Revision as of 16:11, 8 November 2024 by Tacos are yummy 1 (talk | contribs) (Solution 2)

Problem

Let $M$ be the greatest integer such that both $M+1213$ and $M+3773$ are perfect squares. What is the units digit of $M$?

$\textbf{(A) }1\qquad\textbf{(B) }2\qquad\textbf{(C) }3\qquad\textbf{(D) }6\qquad\textbf{(E) }8$

Solution

Let $M+1213=P^2$ and $M+3773=Q^2$ for some positive integers $P$ and $Q.$ We subtract the first equation from the second, then apply the difference of squares: \[(Q+P)(Q-P)=2560.\] Note that $Q+P$ and $Q-P$ have the same parity, and $Q+P>Q-P.$

We wish to maximize both $P$ and $Q,$ so we maximize $Q+P$ and minimize $Q-P.$ It follows that \begin{align*} Q+P&=1280, \\ Q-P&=2, \end{align*} from which $(P,Q)=(639,641).$

Finally, we get $M=P^2-1213=Q^2=3773\equiv1-3\equiv8\pmod{10},$ so the units digit of $M$ is $\boxed{\textbf{(E) }8}.$

~MRENTHUSIASM

Solution 2

Let $M+1213=x^2$ and $M+3773=y^2$. Subtracting the two equations will give \[y^2-x^2=2560.\] Factoring the left hand side as a difference of squares gives \[(y-x)(y+x)=2560.\] The goal in the problem was to maximize $M$, which therefore means maximizing both $x$ and $y$ and maximizing $y+x$.

$y-x$ and $y+x$ are two factors of $2560$, therefore maximizing $y+x$ means making $y-x$ and $y+x$ as far as possible from each other.
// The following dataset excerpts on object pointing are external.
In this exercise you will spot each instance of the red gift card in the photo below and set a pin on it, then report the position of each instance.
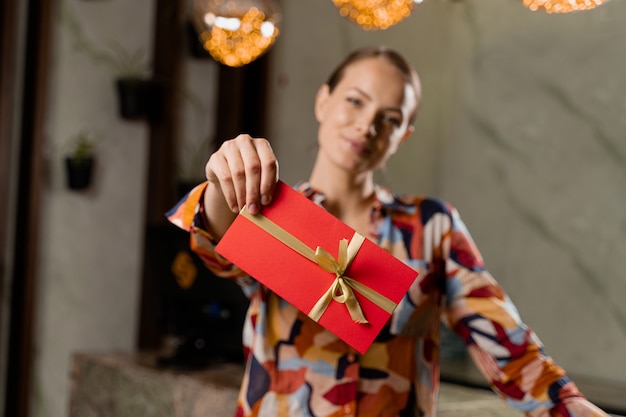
(295, 248)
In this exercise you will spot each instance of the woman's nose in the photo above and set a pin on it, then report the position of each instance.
(367, 125)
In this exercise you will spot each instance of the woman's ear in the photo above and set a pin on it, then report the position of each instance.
(320, 101)
(405, 136)
(409, 130)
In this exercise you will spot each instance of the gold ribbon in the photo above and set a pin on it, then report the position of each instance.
(341, 289)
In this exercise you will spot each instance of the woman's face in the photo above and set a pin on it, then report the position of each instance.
(366, 117)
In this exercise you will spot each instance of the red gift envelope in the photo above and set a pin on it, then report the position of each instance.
(308, 257)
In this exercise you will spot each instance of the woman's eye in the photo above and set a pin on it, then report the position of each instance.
(392, 120)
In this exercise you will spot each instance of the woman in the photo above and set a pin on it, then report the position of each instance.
(297, 368)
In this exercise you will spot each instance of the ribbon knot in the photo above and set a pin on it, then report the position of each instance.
(341, 288)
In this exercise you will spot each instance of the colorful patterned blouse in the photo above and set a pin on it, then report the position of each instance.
(297, 368)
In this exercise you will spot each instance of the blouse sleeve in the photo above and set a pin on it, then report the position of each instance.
(505, 350)
(188, 214)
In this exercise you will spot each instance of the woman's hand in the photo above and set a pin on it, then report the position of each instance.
(242, 171)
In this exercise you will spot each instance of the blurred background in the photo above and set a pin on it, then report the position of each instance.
(521, 128)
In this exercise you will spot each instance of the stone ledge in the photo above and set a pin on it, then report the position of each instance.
(131, 385)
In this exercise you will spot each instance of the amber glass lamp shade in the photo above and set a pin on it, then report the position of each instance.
(375, 14)
(562, 6)
(236, 32)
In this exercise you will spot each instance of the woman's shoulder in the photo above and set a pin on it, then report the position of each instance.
(408, 203)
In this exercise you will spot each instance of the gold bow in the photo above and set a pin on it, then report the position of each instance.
(341, 290)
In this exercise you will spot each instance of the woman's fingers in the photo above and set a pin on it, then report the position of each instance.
(269, 170)
(246, 170)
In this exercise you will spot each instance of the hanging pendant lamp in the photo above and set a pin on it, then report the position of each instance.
(562, 6)
(375, 14)
(236, 32)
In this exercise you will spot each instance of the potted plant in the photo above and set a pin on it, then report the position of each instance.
(80, 160)
(136, 92)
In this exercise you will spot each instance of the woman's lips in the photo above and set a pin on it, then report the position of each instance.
(357, 146)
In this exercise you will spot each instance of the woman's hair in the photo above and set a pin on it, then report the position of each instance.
(394, 58)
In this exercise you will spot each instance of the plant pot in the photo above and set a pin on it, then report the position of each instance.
(79, 172)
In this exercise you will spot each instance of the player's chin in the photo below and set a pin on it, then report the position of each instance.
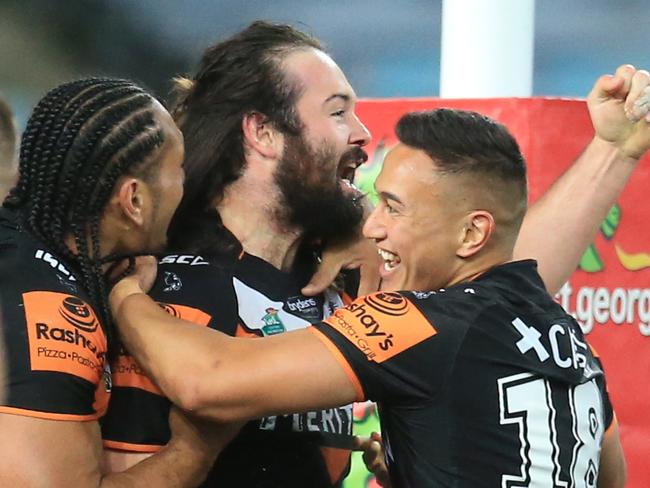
(390, 281)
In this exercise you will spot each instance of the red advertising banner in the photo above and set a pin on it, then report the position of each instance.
(610, 292)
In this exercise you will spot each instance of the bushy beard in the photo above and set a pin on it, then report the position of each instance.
(313, 199)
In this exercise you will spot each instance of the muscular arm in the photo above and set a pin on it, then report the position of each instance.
(225, 378)
(53, 453)
(583, 195)
(612, 472)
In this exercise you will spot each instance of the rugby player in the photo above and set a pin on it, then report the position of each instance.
(270, 134)
(479, 325)
(96, 156)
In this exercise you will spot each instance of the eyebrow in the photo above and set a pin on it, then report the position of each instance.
(390, 196)
(343, 96)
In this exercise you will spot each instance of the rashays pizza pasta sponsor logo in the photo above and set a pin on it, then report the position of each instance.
(64, 335)
(382, 325)
(78, 313)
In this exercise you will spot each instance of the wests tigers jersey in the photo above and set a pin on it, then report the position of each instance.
(51, 339)
(240, 297)
(487, 383)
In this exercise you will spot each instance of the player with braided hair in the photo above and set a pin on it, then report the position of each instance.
(96, 156)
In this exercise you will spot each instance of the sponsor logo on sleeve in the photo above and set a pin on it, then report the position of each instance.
(172, 282)
(382, 325)
(64, 335)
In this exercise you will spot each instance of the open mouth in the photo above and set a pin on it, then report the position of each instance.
(348, 167)
(391, 260)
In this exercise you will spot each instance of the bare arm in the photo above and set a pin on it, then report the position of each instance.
(211, 374)
(612, 472)
(116, 461)
(586, 191)
(54, 453)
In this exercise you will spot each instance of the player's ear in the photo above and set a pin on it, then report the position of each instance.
(261, 135)
(130, 198)
(477, 229)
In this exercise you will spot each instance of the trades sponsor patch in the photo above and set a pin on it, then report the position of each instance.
(382, 325)
(64, 335)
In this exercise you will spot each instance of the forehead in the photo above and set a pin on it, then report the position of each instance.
(405, 165)
(318, 75)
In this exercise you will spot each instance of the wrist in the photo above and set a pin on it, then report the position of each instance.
(616, 150)
(201, 456)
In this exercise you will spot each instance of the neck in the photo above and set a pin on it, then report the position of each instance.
(480, 265)
(251, 211)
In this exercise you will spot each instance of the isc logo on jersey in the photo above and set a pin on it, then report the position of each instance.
(64, 335)
(184, 259)
(382, 325)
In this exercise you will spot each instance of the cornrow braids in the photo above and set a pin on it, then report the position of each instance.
(81, 137)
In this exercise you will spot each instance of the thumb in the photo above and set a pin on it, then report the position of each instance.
(608, 86)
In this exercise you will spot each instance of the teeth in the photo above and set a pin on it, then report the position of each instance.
(390, 260)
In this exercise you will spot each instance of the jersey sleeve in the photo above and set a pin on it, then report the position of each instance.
(137, 416)
(387, 345)
(55, 348)
(608, 410)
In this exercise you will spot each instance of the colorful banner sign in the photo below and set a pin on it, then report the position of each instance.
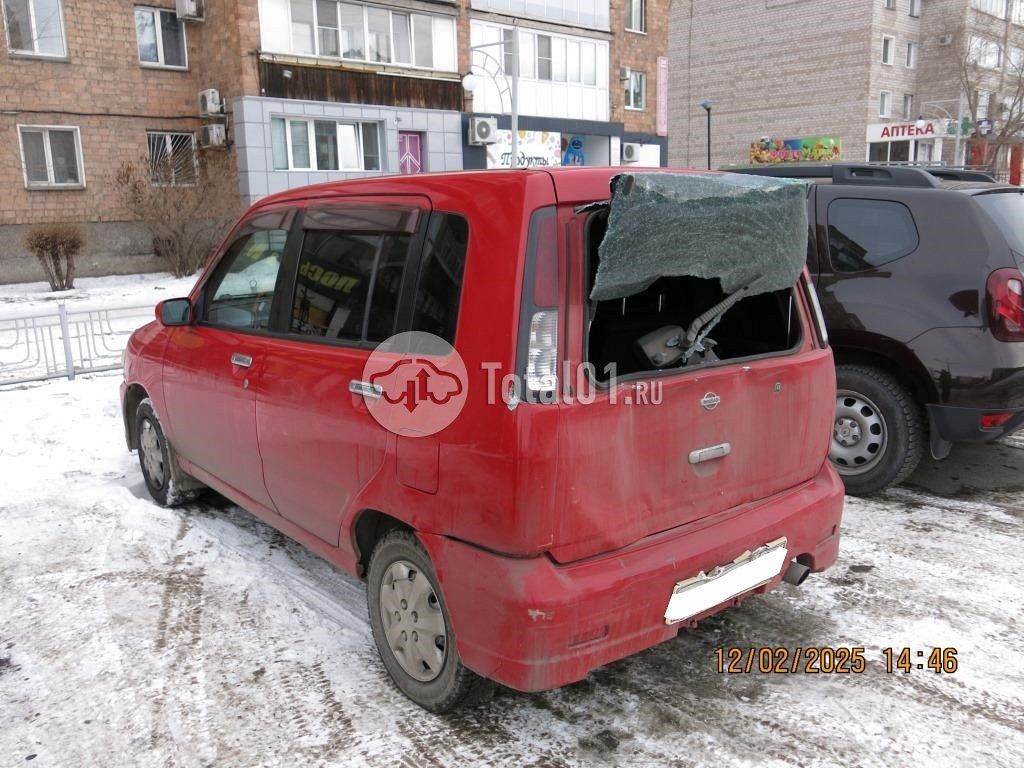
(537, 148)
(811, 148)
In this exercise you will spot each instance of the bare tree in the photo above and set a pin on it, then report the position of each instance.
(186, 201)
(992, 82)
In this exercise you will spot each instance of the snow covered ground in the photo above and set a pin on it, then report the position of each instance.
(136, 636)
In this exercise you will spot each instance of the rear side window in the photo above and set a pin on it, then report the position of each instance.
(242, 291)
(348, 283)
(1007, 210)
(866, 233)
(439, 284)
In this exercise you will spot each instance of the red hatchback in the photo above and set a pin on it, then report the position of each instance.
(411, 377)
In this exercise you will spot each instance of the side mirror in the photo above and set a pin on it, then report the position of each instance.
(174, 312)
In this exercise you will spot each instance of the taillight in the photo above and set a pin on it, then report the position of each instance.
(541, 299)
(1005, 291)
(994, 421)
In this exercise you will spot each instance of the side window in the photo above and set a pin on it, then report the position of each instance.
(348, 283)
(866, 233)
(242, 290)
(439, 283)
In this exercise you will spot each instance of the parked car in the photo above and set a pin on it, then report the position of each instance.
(919, 272)
(534, 538)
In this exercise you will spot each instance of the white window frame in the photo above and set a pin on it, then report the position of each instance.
(979, 50)
(631, 12)
(891, 49)
(168, 142)
(47, 152)
(311, 142)
(35, 36)
(887, 97)
(410, 12)
(643, 91)
(911, 55)
(159, 64)
(991, 7)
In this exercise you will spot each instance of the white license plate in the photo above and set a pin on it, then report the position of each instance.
(707, 590)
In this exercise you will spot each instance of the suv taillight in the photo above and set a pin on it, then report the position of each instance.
(1005, 291)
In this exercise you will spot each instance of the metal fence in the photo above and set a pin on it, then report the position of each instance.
(66, 343)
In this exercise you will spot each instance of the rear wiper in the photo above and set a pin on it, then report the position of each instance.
(704, 324)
We start with $2560=1\cdot2560$, the most obvious choice that makes $y+x$ as large as possible, but solving $y-x=1$ and $y+x=2560$ will give non-integer solutions, therefore this case does not work.

The next most obvious choice would be $2560=2\cdot1280$, which does give integer solutions to $x$ and $y$. \[y-x=2\] \[y+x=1280\] gives the solutions $y=641,x=639$.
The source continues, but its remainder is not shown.